When the news came that Queen Elizabeth II had died after 70s of her reign at the age of 96, the outpouring of grief and tributes to her character spread quickly and widely. I do not doubt that this public sentiment was genuine. But there has also been widespread dissent, particularly among the people her monarchy and country colonized for generations, as well as their descendants who live to this day with the inter-generational trauma of violence and oppression. In England itself, quite a few citizens expressed indifference or immediate hostility to either her or King Charles III, her successor and son whose reputation has been spotty for a long time. When London Police began arresting protestors against the monarchy, it brought to mind the news reported over a decade ago of the intense grief among North Koreans over the death of Kim Jong-Il — so intense that its sincerity was called into question by Western commentators.

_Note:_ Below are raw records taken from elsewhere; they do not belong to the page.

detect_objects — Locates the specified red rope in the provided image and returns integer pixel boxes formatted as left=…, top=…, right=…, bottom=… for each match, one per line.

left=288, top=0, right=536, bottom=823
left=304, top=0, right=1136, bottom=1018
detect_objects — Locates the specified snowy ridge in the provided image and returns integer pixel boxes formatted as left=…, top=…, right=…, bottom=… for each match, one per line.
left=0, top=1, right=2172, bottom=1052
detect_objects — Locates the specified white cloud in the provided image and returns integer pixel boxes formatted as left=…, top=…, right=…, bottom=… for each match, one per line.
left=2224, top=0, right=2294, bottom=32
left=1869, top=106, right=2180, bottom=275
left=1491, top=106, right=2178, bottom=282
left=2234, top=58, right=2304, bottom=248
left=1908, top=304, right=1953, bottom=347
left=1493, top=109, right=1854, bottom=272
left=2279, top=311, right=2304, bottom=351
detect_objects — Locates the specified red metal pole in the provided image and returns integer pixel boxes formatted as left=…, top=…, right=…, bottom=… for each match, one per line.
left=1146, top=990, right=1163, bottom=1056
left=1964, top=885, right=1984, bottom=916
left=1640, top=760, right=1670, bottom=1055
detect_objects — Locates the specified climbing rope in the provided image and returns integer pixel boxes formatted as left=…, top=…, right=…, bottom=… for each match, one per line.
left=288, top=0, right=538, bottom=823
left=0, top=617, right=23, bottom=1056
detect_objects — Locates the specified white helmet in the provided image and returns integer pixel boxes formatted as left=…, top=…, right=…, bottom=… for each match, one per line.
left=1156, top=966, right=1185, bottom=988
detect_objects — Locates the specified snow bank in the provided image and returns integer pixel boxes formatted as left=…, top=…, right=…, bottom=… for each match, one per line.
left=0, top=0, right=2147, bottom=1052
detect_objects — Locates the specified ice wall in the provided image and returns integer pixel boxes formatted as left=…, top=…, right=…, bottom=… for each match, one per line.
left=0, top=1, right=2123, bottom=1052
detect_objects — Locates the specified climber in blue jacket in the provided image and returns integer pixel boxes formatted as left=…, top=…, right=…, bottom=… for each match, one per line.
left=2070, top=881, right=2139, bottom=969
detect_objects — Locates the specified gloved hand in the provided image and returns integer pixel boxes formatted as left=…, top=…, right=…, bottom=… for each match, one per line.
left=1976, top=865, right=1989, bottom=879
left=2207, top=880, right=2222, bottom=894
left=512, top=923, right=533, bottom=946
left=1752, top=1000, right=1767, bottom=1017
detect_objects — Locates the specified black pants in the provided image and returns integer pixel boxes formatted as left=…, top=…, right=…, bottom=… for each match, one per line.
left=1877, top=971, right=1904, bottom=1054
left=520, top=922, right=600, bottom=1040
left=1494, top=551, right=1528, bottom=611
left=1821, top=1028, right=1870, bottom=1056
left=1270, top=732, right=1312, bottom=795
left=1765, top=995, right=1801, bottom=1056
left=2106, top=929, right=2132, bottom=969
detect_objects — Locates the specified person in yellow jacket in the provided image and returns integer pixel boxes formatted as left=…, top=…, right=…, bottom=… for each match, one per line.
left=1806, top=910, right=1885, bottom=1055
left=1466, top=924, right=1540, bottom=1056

“That’s not the same,” you could object. “You’re conflating and it’s insulting!” To the extent that North Korean authorities are known to crack down on dissent in much harsher fashion than you might expect from London cops, you might be right. No one in England has “disappeared” or been publicly executed or sentenced to a labor camp for holding up a sign saying “not my king.” But is the response by the London police acceptable in a democracy that purportedly “invented” free speech rights?

Hill said he was “gobsmacked” by what happened next, describing how he was pushed back by security guards. “Then police intervened, grabbed hold of me, handcuffed me, and put me in the back of a police van,” he said. “It was probably no more than five minutes since I’d called out ‘who elected him?’”

Hill said that, once he was in the police van, he repeatedly asked officers what law he was being arrested under. “They didn’t seem to be very sure, which is quite worrying. Surely arbitrary arrest is not something we should have in a democratic society.”

Meanwhile a certain billionaire took time out of his busy day busting unions to single out a Black woman of Nigerian descent for expressing disdain for the Queen’s legacy in her ancestral country, leading to a public rebuke by the university she works for and Twitter to remove her tweet. No, it’s not censorship, but the asymmetry of social power between Jeff Bezos, a major contributor to Carnegie Mellon University, relative to one of the university’s employees is huge. Fortunately, Uju Anya did not lose her job and has received a lot of support from workers, academics, and critics of British imperialism, Amazon abuses of employees, and anyone else with a sense of decency.

Anyway, this is the second time in the last few weeks I found myself drawing a bobby. Weird. But why did I put in Hieronymus Bosch’s famous little bird demon? Well, it’s not a totally faithful rendering: I left out the branch with a ball on the string that sticks out of the bird’s funnel. But the answer is that I have meant to include him as a character in Fetch since the beginning. (Note that another bird demon wearing a funnel hat appears in the beginning of Otherworldly Goods.) Scholars dispute what Bosch’s bird demon with the floppy dog ears means, but in Fetch’s world he is among many demons whom Fetch calls friend.